In 1862, the Royal Navy's Pacific Squadron was relocated to Esquimalt harbour from Valparaíso, Chile (where it had used floating storeships rather than built facilities ashore). This increased presence, eventually including storehouses and workshops ashore, required some form of coastal defence to deter naval attack by an enemy. This need was reinforced by the influx of American gold miners during the Fraser River Gold Rush of 1858, and by the armed standoff of U.S. and British forces during the San Juan Islands Pig War of 1859 and continuing tensions associated with that dispute until its resolution in 1871.

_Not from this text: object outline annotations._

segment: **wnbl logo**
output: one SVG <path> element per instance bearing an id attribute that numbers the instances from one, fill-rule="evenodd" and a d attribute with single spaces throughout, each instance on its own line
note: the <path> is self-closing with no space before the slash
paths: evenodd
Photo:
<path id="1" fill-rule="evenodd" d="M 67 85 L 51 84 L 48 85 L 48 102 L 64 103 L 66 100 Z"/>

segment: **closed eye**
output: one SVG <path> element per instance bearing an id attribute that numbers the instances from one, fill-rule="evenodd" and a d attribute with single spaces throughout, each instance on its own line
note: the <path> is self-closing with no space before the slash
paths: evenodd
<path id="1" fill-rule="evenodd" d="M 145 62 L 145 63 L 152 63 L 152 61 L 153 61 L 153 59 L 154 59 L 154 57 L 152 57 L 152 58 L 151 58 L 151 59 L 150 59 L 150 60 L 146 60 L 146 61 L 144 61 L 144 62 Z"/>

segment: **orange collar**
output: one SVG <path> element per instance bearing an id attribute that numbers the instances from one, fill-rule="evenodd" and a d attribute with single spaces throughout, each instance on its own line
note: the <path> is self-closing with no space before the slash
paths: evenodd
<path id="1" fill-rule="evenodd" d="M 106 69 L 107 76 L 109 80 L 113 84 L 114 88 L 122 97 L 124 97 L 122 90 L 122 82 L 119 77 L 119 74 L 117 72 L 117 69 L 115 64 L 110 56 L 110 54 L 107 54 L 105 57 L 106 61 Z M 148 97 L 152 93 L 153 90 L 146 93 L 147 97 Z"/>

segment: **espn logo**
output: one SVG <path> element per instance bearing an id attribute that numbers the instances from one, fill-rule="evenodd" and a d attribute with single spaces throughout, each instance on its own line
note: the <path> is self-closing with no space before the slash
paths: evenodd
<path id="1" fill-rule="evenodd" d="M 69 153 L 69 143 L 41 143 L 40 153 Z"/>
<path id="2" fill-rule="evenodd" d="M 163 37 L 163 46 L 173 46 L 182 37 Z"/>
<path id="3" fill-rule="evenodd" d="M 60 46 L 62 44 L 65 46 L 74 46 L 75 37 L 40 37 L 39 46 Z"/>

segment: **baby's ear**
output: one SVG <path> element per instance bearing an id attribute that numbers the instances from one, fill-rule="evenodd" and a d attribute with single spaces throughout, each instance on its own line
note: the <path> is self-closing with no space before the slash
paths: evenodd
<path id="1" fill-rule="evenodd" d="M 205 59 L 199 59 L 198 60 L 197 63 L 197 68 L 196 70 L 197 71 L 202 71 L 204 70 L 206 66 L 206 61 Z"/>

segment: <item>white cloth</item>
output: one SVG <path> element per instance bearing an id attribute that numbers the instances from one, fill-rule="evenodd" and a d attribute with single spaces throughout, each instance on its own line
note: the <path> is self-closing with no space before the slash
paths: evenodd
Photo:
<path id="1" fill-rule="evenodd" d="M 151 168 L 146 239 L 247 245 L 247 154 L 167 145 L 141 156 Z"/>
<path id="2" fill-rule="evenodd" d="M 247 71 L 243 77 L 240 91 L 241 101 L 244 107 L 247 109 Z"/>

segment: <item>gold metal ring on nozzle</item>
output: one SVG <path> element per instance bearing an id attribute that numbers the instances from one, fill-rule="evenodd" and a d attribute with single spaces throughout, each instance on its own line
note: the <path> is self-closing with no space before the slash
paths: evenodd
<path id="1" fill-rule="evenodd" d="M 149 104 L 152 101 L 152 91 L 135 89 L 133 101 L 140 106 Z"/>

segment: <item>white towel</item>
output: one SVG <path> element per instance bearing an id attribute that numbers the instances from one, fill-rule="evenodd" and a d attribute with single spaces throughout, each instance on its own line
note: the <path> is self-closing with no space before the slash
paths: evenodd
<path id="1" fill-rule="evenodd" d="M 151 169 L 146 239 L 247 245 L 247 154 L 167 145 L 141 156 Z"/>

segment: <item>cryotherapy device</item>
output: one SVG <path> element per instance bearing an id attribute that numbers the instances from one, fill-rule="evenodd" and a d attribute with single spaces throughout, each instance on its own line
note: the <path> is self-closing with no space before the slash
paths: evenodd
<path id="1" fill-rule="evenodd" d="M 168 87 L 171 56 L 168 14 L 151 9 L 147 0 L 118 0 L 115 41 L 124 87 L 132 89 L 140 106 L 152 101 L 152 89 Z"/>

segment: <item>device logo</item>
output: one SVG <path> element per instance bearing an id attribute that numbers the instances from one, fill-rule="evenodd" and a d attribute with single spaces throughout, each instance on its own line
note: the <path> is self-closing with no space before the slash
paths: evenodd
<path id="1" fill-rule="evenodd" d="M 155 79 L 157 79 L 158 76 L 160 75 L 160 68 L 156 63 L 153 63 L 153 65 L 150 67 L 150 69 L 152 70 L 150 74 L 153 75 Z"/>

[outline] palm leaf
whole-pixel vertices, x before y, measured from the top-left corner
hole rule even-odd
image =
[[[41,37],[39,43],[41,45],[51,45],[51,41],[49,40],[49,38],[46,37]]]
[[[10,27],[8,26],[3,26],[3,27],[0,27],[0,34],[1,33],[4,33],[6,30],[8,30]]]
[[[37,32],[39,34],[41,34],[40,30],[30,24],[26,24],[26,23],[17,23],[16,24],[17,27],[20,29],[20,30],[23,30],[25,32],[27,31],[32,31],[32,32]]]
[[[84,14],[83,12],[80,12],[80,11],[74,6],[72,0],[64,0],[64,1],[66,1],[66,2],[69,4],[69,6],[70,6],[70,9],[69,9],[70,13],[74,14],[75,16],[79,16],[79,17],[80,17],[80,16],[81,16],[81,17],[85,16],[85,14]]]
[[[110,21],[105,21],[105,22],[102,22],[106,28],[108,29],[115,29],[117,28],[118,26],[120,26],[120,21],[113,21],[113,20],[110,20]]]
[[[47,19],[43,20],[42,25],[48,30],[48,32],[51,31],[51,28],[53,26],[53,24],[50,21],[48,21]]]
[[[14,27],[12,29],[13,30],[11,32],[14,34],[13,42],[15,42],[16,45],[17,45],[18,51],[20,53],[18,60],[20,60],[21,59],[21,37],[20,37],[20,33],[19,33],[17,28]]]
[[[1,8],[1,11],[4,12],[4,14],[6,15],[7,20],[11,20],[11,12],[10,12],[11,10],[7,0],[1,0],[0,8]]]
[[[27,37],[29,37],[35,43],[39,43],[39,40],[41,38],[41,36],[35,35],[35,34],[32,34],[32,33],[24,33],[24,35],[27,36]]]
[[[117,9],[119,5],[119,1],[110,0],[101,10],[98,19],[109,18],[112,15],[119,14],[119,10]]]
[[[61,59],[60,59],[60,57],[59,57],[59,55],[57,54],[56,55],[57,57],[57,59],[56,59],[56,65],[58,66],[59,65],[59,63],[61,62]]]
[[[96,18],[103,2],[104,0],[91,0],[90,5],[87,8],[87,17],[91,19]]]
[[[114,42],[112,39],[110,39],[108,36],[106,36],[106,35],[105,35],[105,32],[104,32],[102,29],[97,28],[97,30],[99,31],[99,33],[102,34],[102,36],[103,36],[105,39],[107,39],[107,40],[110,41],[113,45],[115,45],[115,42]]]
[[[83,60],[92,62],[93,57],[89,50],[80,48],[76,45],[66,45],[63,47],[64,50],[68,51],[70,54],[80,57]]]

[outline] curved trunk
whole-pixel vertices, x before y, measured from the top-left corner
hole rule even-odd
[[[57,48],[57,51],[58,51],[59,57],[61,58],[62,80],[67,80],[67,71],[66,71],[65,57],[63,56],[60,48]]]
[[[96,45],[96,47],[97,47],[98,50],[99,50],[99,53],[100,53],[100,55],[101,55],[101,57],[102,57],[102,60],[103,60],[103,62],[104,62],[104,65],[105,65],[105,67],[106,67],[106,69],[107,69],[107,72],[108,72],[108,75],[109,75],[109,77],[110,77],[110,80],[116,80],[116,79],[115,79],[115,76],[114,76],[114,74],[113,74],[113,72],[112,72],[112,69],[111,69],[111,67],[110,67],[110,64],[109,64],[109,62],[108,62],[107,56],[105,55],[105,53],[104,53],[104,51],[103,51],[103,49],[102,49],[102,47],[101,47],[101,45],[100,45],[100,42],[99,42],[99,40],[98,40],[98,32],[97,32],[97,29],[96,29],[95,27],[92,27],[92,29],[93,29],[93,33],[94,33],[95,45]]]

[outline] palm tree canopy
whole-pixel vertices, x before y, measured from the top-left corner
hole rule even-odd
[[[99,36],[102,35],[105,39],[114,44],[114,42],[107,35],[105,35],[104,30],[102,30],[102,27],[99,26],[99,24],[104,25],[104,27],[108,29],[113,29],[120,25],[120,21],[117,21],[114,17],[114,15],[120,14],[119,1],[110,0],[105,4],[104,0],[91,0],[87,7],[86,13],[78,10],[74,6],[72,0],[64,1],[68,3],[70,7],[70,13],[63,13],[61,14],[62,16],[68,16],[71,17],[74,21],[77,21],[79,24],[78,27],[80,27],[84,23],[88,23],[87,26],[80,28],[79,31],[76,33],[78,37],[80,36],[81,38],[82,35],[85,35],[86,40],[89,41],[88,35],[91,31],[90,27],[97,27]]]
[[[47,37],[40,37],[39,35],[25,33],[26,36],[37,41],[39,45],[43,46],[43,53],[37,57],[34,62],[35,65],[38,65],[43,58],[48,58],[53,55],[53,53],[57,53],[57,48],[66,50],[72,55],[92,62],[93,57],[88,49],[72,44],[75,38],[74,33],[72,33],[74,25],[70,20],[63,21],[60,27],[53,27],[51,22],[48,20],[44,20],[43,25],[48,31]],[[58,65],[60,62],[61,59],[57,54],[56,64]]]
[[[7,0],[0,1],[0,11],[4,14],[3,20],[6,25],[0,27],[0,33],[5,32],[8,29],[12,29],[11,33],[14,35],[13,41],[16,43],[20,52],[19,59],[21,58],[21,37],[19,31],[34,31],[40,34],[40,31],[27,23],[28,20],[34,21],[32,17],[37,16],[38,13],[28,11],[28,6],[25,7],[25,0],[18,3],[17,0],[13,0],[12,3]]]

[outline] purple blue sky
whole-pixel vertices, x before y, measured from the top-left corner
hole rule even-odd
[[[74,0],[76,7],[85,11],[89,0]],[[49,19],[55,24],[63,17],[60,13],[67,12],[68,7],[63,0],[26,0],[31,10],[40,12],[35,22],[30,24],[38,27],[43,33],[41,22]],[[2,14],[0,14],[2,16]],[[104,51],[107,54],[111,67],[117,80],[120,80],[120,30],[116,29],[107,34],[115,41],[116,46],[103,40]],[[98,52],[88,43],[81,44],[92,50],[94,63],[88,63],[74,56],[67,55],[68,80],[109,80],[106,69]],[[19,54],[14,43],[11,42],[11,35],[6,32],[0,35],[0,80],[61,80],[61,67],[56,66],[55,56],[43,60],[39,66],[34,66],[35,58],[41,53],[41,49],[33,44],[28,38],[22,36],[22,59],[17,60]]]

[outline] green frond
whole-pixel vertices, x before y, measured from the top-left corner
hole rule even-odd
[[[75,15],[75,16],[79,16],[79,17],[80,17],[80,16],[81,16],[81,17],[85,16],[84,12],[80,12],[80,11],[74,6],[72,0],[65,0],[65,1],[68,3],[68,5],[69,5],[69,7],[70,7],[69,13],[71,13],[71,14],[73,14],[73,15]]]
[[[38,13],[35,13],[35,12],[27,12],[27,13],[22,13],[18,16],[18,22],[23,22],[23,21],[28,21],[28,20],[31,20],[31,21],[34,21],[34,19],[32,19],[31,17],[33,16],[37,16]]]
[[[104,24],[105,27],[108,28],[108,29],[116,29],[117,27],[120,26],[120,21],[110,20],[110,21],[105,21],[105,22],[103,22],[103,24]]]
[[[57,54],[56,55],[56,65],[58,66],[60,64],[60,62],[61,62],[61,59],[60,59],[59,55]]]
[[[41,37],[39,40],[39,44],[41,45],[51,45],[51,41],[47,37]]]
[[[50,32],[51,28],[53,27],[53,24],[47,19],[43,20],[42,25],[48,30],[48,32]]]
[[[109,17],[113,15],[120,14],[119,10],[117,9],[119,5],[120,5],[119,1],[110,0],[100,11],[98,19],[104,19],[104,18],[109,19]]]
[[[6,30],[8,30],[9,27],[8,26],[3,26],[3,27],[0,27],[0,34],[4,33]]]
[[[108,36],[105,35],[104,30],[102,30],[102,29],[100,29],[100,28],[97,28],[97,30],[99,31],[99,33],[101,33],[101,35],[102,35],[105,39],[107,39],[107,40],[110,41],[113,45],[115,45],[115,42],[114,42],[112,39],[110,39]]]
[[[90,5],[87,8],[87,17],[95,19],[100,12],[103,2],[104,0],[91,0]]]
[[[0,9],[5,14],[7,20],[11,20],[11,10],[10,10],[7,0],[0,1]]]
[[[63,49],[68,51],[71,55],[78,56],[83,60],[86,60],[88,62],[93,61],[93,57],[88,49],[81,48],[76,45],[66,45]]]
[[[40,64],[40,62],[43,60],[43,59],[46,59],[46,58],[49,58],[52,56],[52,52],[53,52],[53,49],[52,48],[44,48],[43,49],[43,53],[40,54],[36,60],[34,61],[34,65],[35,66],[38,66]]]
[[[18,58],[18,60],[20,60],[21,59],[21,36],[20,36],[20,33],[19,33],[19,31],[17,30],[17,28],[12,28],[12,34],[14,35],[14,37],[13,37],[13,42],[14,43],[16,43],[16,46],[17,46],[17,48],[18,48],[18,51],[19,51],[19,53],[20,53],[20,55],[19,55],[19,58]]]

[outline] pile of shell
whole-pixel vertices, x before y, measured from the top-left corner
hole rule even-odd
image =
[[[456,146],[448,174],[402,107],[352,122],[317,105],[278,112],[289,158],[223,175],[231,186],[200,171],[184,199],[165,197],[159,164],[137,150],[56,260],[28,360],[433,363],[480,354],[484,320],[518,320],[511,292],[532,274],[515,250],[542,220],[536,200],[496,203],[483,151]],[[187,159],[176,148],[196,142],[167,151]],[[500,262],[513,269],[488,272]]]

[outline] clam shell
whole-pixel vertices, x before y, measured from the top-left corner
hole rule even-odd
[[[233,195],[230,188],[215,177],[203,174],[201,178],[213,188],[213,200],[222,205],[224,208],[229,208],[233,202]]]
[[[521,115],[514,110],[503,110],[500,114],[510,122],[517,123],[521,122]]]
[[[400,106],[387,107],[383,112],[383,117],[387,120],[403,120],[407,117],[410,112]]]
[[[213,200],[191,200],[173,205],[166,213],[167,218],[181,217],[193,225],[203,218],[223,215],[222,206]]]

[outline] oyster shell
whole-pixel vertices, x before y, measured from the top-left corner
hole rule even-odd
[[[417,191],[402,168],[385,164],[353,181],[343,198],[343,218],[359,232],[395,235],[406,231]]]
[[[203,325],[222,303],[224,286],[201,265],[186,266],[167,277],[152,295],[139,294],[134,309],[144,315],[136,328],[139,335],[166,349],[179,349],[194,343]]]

It was not until after the Colony of Vancouver Island had joined the mainland of British Columbia in 1866, and then Canada in 1870, that the first fixed coastal defences were emplaced to protect the naval base. During the Great Eastern Crisis in 1877–1878, increased tension between Britain and Russia over the latter's declaration of war on Turkey focused attention on the lack of defences for Britain's only naval station on the western seaboards of both North and South America. Volunteers for artillery training were mustered in Victoria on 18 May, while Lieutenant-Colonel De La Chevois Irwin, Inspector-General of Artillery at Kingston, Ontario, was sent (by train, across the United States) to organize the defences.
Five batteries of guns (mainly 64-pounder naval rifled muzzle loader) were constructed quickly, using earthen ramparts shored with timber. The largest guns of these defences were three 7-inch RML guns at Macaulay Point (covering the entrance of both Victoria and Esquimalt harbours), and one 8-inch RML on Brothers Island (at the mouth of Esquimalt harbour).